Veranstaltungsberichte
Das Ziel des Seminars mit dem Titel “Auf dem Weg zu einer rechtsstaatlichen Kultur: Antworten auf Herausforderungen in der Gerichtsverwaltung“ war es, das Konzept eines Gerichtsverwalters in der Justiz vorzustellen, und die Wahrnehmung der teilnehmenden Richter sowohl hinsichtlich einer positiven Wirkung dieses Konzeptes auf Qualität und Leistungsfähigkeit in der gerichtlichen Praxis, als auch bezüglich einer Justiz als unabhängiges Organ der Rechtspflege, verantwortlich auch für die eigene Geschäftsführung, zu fördern.
Das Seminar, an dem Vertreter der Beratungsgremien des obersten Gerichtsrates teilnahmen, wurde mit einer Rede des Präsidenten des obersten Gerichtsrates, Richter Jean Fahed eröffnet, welcher der Konrad-Adenauer-Stiftung für die Unterstützung dieser Veranstaltung dankte, und die Bedeutung des Seminars betonte, welches das Konzept eines Gerichtsverwalters erstmalig für die libanesische Justiz und ihre Vertreter vorstellte.
Peter Rimmele, der Direktor des regionalen Rechtsstaatsprogramms Naher Osten und Nordafrika betonte die Notwendigkeit einer unabhängigen Justiz im Libanon und brachte seine Zufriedenheit über die kontinuierliche Partnerschaft mit dem obersten Gerichtsrat des Libanon und ihrer gemeinsamen Anstrengung, sowohl dessen Aufsichtsfunktion als auch dessen Verwaltungsleistung zu verbessern, zum Ausdruck. Rimmele hob insbesondere die entscheidende Rolle des Staates bei der Bereitstellung ausreichender und angemessener Ressourcen, die es der Justiz erst ermöglichen, Gerechtigkeit ordnungsgemäß und unabhängig zu sprechen, hervor.
Der erste Gastsprecher, Reinhart Hoffmann, der Geschäftsleiter des Landgerichtes München in Bayern gab einen Überblick über den Umfang der Arbeit eines gerichtlichen Geschäftsleiters und zeigte auf wie ein deutsches Landgericht aufgebaut ist und welche Zuständigkeiten es hat. Auch Fragen der Finanzen, Budgetierung, Personalwesen und Beschaffung wurden angesprochen.
Seiner Präsentation folgte im Anschluss eine rege Fragerunde, wobei insbesondere die Aufgabenverteilung und Verantwortlichkeiten zwischen Geschäftsleiter und Richtern von Interesse für die anwesenden libanesischen Richter waren.
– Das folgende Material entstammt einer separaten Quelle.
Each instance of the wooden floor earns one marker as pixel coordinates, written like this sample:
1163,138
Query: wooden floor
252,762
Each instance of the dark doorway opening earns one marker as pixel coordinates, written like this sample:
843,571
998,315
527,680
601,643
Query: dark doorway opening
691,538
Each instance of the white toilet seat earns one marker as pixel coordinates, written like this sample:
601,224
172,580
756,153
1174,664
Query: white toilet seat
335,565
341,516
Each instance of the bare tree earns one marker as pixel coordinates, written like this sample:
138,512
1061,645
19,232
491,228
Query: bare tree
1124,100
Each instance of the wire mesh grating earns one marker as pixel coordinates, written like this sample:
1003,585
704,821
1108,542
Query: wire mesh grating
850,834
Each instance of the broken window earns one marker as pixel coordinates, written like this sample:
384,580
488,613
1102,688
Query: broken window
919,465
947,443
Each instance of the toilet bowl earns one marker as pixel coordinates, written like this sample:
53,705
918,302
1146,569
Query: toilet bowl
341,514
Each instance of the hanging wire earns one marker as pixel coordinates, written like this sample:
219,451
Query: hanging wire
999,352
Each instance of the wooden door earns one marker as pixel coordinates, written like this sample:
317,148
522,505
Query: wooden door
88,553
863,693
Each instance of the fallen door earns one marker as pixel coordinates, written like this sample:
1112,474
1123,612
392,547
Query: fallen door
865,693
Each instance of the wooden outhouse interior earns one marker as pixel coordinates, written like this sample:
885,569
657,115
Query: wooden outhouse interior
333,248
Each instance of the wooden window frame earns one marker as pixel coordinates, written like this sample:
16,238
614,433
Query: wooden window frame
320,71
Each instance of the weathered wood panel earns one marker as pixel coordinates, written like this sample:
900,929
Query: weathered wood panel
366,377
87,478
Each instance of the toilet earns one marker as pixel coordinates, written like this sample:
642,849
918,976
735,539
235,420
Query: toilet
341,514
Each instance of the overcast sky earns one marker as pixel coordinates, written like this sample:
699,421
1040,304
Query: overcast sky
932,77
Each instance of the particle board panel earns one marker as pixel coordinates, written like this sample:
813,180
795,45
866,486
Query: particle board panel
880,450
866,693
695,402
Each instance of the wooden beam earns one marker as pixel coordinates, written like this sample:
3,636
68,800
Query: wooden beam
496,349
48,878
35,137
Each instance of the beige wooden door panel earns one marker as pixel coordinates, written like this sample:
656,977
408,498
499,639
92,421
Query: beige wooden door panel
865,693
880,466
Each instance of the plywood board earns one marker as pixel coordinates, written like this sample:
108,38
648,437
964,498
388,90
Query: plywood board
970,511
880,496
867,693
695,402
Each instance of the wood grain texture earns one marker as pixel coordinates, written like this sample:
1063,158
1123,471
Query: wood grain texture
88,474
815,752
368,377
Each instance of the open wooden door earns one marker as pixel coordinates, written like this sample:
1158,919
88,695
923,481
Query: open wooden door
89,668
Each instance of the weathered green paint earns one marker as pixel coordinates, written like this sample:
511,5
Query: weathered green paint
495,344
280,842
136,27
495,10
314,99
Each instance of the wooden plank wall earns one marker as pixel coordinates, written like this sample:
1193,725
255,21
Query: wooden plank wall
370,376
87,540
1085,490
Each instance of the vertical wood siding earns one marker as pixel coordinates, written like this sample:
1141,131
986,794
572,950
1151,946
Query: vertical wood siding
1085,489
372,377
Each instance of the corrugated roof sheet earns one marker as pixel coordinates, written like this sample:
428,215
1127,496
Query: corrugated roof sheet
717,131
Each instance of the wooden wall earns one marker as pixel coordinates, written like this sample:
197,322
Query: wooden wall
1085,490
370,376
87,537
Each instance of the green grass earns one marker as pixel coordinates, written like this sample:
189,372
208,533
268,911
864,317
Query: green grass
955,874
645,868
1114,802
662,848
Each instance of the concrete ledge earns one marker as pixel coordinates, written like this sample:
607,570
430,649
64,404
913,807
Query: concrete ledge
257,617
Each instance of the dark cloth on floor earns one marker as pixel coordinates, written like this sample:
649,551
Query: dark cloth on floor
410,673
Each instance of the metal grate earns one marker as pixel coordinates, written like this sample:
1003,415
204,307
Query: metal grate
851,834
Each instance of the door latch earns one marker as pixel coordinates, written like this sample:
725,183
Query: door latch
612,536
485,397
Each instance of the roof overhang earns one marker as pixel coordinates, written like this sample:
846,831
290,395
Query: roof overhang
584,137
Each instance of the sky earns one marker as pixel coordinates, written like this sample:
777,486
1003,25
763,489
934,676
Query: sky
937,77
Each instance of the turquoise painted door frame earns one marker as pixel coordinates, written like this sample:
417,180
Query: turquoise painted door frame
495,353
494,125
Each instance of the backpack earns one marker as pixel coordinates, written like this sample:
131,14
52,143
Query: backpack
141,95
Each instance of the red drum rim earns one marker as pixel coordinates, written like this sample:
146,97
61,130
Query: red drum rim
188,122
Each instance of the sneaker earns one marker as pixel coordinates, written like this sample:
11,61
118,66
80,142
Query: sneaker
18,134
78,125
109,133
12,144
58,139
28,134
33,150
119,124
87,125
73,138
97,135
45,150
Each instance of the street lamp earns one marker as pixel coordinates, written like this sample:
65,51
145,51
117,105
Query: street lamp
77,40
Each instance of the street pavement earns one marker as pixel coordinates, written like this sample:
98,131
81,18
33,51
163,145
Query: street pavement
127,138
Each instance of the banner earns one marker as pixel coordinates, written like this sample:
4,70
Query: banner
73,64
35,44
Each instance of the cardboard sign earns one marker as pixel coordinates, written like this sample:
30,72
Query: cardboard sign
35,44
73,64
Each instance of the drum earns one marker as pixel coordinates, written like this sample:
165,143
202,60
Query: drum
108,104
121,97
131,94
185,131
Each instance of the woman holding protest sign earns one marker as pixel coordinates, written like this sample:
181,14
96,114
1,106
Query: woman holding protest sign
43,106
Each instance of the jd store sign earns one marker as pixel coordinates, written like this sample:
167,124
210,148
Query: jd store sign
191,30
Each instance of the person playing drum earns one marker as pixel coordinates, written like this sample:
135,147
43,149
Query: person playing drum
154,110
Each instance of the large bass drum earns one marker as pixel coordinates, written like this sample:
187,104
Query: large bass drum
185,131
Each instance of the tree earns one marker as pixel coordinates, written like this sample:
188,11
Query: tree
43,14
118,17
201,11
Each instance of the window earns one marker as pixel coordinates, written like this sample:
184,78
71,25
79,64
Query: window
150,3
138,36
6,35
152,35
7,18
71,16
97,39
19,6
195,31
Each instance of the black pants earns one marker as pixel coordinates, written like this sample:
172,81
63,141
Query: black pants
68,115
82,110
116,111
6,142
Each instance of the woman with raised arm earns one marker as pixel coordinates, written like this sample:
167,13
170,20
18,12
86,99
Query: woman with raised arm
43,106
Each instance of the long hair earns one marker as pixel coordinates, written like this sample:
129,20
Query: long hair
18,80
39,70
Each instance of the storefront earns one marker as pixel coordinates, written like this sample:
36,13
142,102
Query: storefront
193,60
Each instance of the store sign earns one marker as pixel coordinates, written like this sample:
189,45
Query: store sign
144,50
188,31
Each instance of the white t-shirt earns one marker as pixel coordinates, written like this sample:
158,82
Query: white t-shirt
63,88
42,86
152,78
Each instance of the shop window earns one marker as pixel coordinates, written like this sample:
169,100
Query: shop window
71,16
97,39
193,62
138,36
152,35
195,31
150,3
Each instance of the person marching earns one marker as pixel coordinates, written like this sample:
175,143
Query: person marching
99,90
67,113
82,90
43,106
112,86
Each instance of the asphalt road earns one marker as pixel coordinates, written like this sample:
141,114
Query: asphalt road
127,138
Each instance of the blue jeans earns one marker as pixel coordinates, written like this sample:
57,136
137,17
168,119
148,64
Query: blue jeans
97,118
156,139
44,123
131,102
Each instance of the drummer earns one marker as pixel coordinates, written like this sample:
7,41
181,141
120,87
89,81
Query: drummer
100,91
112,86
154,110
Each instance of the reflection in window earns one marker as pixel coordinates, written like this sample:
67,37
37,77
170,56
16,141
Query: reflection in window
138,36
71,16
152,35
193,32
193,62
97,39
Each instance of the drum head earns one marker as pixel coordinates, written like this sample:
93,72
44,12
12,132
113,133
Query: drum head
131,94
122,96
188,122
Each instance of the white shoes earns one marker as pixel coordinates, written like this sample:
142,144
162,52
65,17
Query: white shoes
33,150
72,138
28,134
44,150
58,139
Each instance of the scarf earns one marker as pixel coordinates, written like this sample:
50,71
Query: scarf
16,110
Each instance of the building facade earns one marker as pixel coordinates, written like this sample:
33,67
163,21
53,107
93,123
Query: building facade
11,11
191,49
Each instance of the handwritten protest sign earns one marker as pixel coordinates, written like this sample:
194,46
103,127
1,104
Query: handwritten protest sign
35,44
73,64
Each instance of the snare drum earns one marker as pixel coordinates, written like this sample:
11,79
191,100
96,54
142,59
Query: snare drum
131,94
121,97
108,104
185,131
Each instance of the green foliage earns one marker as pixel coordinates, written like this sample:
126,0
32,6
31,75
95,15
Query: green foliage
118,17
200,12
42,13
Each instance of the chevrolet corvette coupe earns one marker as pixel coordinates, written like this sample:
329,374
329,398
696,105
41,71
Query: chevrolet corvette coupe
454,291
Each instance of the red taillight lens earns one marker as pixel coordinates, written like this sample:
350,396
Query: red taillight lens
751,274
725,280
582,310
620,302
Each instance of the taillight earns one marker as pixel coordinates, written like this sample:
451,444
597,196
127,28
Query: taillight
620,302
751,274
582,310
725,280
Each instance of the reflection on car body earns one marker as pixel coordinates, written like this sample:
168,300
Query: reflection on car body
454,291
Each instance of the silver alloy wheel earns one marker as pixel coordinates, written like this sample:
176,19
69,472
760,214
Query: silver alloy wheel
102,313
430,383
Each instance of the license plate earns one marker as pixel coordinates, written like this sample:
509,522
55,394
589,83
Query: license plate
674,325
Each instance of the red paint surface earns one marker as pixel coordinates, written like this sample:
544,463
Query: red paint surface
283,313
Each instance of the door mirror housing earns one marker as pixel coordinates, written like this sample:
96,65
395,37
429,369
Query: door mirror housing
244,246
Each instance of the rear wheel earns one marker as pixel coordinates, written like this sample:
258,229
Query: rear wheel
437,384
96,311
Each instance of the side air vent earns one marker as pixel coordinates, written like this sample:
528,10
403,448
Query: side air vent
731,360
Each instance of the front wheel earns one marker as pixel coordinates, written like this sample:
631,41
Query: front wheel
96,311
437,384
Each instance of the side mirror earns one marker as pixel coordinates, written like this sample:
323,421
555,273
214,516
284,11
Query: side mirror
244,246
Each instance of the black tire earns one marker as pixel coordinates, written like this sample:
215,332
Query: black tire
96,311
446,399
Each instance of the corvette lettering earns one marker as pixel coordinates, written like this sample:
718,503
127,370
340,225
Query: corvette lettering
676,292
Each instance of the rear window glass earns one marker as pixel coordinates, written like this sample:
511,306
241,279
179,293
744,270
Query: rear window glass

Das Feedback der Teilnehmer zeigte die Realitäten und Herausforderungen an den libanesischen Gerichten auf, aber auch das Bemühen der Richter, potenzielle Lösungen und Reformvorschläge im Hinblick auf das Vorgestellte zu finden.
Der zweite Gastsprecher, Dovydas Vitkauskas, Beratungsexperte von der Venedig Kommission, eines beratenden Gremiums des Europäischen Rates, verschaffte den Anwesenden einen vergleichenden Überblick über die wichtigsten Kriterien von Performance-Management-Systemen in verschiedenen europäischen und mediterranen Ländern und Gerichtsbereichen. Vitkauskas sprach auch die Problematik von Bearbeitungsrückstanden an, und zeigte, basierend auf verschiedenen Fallstudien, durchgeführt an Gerichten in Dänemark, der Niederlande, und am Europäischen Gerichtshof für Menschenrechte (EGMR), mögliche Behandlungswege auf.
Nachfragen der Teilnehmer berührten insbesondere die Leistungsstandards an Gerichten in europäischen Ländern und betrafen Fragen nach der möglichen Handhabung von Gerichtsakten und den entsprechenden Systemen. Der Einsatz von neuen Informationstechnologien und elektronischen Akten war ebenfalls Thema.
Der Rechtsanwalt Rani Sader, Mitbegründer und Partner von Sader & Partner, stellte den Teilnehmern die “Sader Internet Rechtsdatenbank” und deren Gebrauch vor.
Am Ende des Seminars hielten die Beratungskomitees noch eine geschlossene Sitzung, in der sie interne Entscheidungen im Hinblick auf die Einführung eines formalen Richterbeurteilungssystems diskutierten (siehe vorangegangene Veranstaltung, ebenfalls mitorganisiert von der KAS).